Former President Donald Trump has balked at endorsing Georgia Gov. Brian Kemp, who might represent a pathway forward in a post-Trump GOP.
In an interview, CNN's Kaitlan Collins asked Kemp why he thinks Trump has not visited for a rally or public endorsement.
Kemp responded, "I don't know, you"d have to ask him that question. Look, I'm focusing on getting our vote out."
He added: "I appreciate what President Trump did for the state of Georgia. His administration was incredible to work with. ... They did a lot of things to help us during the pandemic and many other issues that we dealt with.
"We also did a lot of things to help them, to help the federal administration during" the early portion of the pandemic.
Trump still holds a grudge against Kemp, who refused to overturn the 2020 elections. Trump even recruited and campaigned for Kemp's primary challenger, Sen. David Perdue.
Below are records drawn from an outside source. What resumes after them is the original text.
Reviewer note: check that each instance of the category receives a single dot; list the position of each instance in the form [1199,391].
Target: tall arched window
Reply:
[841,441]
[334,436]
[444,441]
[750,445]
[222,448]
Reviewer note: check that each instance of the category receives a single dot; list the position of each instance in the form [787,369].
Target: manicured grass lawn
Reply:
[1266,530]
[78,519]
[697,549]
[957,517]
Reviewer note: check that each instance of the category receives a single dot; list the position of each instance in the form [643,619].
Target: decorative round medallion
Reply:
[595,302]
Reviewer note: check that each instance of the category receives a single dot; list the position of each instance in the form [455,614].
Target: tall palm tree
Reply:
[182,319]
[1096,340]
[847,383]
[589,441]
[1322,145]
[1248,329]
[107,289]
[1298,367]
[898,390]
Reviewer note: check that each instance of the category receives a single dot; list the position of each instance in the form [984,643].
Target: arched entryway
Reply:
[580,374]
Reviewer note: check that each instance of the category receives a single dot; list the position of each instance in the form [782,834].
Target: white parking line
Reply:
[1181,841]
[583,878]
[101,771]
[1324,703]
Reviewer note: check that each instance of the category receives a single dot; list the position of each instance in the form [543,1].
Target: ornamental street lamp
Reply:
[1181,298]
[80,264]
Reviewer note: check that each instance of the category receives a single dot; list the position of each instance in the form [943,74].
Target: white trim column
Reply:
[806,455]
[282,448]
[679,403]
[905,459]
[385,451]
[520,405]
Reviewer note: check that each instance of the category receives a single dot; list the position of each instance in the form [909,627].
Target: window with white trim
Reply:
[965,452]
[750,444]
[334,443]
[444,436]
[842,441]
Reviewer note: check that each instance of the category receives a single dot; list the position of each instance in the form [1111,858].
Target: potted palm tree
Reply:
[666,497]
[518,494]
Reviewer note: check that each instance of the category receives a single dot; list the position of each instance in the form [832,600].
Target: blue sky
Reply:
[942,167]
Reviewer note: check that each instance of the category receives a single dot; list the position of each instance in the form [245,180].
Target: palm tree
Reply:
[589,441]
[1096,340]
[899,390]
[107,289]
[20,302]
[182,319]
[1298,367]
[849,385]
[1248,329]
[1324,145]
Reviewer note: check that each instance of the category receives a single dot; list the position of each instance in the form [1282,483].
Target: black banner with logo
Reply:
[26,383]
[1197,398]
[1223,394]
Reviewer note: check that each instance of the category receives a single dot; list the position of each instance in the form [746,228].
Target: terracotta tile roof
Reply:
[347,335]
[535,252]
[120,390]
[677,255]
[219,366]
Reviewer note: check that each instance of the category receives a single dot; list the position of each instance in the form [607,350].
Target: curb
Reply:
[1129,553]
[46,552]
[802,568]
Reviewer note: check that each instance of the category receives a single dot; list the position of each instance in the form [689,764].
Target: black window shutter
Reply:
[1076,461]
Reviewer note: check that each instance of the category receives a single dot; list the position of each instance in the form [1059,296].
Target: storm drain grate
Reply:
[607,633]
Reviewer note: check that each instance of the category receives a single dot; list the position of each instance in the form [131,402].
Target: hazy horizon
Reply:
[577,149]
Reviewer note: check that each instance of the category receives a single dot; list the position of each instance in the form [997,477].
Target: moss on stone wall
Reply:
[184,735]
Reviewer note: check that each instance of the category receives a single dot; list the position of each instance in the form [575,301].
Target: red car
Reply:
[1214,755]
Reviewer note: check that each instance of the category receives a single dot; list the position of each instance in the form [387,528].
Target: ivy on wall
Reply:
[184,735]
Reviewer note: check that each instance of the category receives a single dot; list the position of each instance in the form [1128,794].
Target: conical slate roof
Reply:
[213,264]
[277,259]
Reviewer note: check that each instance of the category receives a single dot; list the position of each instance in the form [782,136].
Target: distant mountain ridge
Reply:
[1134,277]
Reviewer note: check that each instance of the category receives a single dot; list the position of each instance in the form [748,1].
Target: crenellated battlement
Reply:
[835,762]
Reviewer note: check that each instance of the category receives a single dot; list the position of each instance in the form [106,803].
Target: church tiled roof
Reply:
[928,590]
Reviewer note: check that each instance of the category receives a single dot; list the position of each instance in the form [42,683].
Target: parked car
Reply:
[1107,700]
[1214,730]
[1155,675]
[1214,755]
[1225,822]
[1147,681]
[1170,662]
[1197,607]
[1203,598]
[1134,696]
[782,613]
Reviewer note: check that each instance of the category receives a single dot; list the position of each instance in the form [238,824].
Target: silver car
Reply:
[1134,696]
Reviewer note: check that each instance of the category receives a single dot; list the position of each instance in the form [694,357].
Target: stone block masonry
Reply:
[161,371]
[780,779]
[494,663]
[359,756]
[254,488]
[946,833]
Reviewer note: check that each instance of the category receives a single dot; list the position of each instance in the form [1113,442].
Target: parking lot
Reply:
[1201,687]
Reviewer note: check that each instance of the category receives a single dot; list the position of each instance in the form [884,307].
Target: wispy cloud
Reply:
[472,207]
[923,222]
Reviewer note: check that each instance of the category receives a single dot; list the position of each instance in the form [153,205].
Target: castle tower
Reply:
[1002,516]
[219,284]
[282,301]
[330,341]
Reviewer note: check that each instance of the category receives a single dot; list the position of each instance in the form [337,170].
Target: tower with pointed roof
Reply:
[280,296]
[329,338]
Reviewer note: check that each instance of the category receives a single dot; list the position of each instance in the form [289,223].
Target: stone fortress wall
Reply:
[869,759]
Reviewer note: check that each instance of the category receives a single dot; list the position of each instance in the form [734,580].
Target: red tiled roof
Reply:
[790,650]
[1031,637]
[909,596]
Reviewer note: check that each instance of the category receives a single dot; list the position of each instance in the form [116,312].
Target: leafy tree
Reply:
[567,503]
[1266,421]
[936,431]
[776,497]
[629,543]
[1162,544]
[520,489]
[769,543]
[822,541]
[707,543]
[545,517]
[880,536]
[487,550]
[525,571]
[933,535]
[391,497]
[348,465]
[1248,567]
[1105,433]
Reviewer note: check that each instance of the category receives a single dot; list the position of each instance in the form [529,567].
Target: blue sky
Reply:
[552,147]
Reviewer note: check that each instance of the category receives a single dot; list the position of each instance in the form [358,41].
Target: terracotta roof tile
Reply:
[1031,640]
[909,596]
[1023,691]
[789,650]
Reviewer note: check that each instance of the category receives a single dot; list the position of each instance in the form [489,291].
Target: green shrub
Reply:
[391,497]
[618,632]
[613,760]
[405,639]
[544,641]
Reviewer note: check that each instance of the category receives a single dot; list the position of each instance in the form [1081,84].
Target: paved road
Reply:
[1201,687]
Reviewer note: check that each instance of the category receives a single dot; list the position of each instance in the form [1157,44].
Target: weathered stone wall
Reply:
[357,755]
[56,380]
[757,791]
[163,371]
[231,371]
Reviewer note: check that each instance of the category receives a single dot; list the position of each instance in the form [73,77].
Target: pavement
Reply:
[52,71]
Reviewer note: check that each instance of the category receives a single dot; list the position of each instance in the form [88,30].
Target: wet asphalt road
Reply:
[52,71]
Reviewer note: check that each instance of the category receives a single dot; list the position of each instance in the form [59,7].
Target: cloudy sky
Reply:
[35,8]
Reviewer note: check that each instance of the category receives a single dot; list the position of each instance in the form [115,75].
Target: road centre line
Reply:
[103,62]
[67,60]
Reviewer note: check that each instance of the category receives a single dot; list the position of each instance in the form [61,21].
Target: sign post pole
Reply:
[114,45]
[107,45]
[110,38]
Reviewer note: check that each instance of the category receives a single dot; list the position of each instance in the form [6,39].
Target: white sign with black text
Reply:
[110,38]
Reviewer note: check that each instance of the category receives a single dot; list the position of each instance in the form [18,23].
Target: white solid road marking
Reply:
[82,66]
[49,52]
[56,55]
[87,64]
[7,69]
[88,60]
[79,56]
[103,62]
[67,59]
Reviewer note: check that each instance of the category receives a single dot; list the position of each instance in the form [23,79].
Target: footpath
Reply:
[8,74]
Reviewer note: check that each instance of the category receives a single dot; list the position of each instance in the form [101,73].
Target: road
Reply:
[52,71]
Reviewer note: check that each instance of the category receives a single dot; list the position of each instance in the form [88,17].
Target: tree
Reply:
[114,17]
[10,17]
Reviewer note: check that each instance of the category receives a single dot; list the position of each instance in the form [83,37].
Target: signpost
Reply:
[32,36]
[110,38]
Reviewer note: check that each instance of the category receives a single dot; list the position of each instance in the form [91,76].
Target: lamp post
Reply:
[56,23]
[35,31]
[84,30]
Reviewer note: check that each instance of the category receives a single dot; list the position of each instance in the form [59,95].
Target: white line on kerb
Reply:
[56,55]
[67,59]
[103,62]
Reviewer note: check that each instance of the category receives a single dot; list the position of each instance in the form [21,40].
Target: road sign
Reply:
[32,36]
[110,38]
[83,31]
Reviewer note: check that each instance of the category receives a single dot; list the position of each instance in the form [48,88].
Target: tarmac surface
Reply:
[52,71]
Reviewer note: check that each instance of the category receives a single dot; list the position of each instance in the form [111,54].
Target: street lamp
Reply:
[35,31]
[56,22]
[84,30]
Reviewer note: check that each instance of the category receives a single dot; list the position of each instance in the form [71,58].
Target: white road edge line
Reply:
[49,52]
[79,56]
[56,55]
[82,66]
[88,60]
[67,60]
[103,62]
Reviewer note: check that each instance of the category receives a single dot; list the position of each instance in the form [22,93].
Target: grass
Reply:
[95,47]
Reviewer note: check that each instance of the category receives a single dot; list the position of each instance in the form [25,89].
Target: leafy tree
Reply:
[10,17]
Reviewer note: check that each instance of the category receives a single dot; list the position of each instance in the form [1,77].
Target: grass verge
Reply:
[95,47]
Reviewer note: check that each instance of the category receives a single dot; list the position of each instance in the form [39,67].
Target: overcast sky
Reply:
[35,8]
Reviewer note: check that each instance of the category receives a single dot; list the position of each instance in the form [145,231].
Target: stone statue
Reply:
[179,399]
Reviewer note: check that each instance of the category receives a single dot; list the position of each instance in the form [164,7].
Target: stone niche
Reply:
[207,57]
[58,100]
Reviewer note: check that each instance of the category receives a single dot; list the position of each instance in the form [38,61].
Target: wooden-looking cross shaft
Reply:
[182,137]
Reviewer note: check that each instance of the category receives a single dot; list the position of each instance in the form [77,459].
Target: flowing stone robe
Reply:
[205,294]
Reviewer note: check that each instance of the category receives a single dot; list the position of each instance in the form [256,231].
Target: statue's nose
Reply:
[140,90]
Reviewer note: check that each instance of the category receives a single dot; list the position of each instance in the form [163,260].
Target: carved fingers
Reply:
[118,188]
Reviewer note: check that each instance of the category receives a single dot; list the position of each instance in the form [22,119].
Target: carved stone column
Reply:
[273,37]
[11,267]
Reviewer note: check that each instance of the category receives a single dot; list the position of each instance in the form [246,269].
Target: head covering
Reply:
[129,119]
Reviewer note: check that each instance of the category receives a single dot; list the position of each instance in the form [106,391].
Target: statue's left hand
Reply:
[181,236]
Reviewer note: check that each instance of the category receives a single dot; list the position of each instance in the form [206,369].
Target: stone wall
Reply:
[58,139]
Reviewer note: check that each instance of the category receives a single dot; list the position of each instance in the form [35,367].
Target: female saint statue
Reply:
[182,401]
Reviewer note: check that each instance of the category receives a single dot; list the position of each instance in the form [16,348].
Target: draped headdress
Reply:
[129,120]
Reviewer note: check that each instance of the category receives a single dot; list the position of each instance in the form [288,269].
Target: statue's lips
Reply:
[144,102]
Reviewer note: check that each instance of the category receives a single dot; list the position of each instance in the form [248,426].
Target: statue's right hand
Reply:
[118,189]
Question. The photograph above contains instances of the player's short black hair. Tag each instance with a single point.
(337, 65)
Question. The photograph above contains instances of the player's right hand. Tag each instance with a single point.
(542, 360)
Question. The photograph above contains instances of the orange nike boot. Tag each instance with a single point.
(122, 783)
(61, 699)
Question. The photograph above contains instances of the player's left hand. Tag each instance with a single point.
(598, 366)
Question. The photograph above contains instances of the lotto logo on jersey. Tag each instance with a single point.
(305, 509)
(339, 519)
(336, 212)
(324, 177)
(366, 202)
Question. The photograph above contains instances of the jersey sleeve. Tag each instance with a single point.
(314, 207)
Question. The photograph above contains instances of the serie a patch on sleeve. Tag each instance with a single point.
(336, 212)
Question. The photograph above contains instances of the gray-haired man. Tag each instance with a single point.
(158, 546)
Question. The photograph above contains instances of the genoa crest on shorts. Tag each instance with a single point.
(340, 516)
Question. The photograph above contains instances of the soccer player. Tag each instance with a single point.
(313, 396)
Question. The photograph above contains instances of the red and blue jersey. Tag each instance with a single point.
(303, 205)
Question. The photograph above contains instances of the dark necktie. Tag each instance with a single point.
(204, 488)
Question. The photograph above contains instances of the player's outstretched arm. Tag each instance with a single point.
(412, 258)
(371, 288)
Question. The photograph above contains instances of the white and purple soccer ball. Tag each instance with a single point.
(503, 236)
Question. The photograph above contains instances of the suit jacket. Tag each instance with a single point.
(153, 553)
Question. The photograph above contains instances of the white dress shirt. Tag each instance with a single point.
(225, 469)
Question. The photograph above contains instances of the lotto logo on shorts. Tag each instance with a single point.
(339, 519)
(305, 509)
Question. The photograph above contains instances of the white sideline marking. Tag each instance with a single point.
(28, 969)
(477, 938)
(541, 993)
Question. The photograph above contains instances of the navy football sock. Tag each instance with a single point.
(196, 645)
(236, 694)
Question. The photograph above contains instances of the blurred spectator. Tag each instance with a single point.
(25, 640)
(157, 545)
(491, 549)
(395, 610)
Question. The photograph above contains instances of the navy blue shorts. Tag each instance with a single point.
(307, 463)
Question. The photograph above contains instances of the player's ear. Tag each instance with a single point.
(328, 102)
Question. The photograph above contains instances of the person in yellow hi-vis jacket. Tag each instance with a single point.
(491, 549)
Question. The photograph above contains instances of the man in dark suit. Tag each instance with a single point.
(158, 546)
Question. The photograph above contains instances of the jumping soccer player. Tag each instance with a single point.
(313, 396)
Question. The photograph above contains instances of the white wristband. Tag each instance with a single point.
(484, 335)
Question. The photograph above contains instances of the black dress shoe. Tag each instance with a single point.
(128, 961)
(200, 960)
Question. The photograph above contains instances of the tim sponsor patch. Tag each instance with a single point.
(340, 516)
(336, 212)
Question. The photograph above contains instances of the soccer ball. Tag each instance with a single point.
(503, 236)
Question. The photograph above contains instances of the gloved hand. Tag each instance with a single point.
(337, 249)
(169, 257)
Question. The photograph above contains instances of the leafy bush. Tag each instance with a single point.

Kemp's primary victory has proven that he is immune to the whims of Trump. Kemp is favored to win a second term as he faces Stacey Abrams for a second time.
If victorious, Kemp could prove that Republicans do not need the "Trump-approved" stamp, leaving the groundwork for other GOP candidates to stand against Trump. If Kemp wins, he could be the possible avenue for a post-Trump era, at least within the Republican party.
Trump lost Georgia during the 2020 election. His endorsement would help Kemp avoid a repeat of 2018 where the race against Abrams is extremely tight.
Herschel Walker, a Trump-endorsed candidate marred in past controversy, could swing the balance of power back to Republicans only two years after they lost it in a pair of runoff elections.
Walker is looking to unseat Democratic Sen. Raphael Warnock. Kemp has remained relatively silent on Walker's race, though he's endorsed him and plans to vote for him.
"In that race, you're going to vote for a guy, our current senator that's voted with Joe Biden 96% of the time," said Kemp to CNN, "or you're going to vote for somebody that's going to go up there [to Capitol Hill] and try to do something about 40-year high inflation, terrible domestic energy policy that's led to high gas prices, literally a disaster at the border."
Early voting has reached record numbers in Georgia. Kemp says he is confident in a victory.
"We're going to do a property tax-relief grant. We're going to continue to be in the fight with our men and women in law enforcement," said Kemp to CNN. "We're going to keep working on rural broadband."
Regardless of the election, Kemp will appear before a special grand jury for Trump's alleged attempts to undermine the 2020 election. Kemp says he will rely on the truth and laws bounded by the constitution of the state.